Cell lysates in denaturing buffers were denatured at 95 °C for 5 min, and then transferred to assay plates (cat. no. SM-W004 or SM-W008, ProteinSimple) preloaded with blocking reagents, wash buffer, primary and secondary antibodies, and chemiluminescent substrates. Sized-based protein separation and detection in capillaries were performed using the default protocols of the Jess system (ProteinSimple). β-Actin was used as a loading control. All capillary Western immunoassays were performed in triplicate for each protein, and duplicate experiments were performed per treatment condition, producing six repeated measurements per protein.

4.9. Data Analysis

Assignment of pI values to protein phosphoisoforms was based on the literature and our own published data [18,23,24,52,53,54,55,56]. Protein expression levels were quantified using the Compass software from ProteinSimple. The expression levels of protein phosphoisoforms were adjusted with loading controls for both charge-based and size-based immunoassays, and further adjusted with the expression levels of total proteins for size-based immunoassays.
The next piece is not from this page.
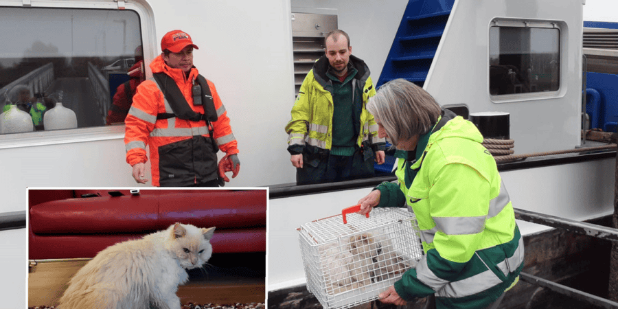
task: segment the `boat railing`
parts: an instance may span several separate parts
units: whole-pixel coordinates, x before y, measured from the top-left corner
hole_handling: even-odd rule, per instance
[[[564,218],[515,208],[515,218],[546,225],[597,238],[618,242],[618,229]],[[522,272],[520,278],[531,284],[549,288],[553,292],[586,301],[603,308],[618,308],[618,303],[586,292]]]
4.10. Cell Proliferation Assays

MTS assays (cat. no. G3581, Promega, Madison, WI, USA) were performed according to manufacturer’s protocols. MTS signals were detected with a multimode microplate reader (Synergy 2 BioTek, Winooki, VT, USA). All MTS assays were performed in triplicate with duplicate experiments per treatment condition, producing six repeated measurements per treatment condition.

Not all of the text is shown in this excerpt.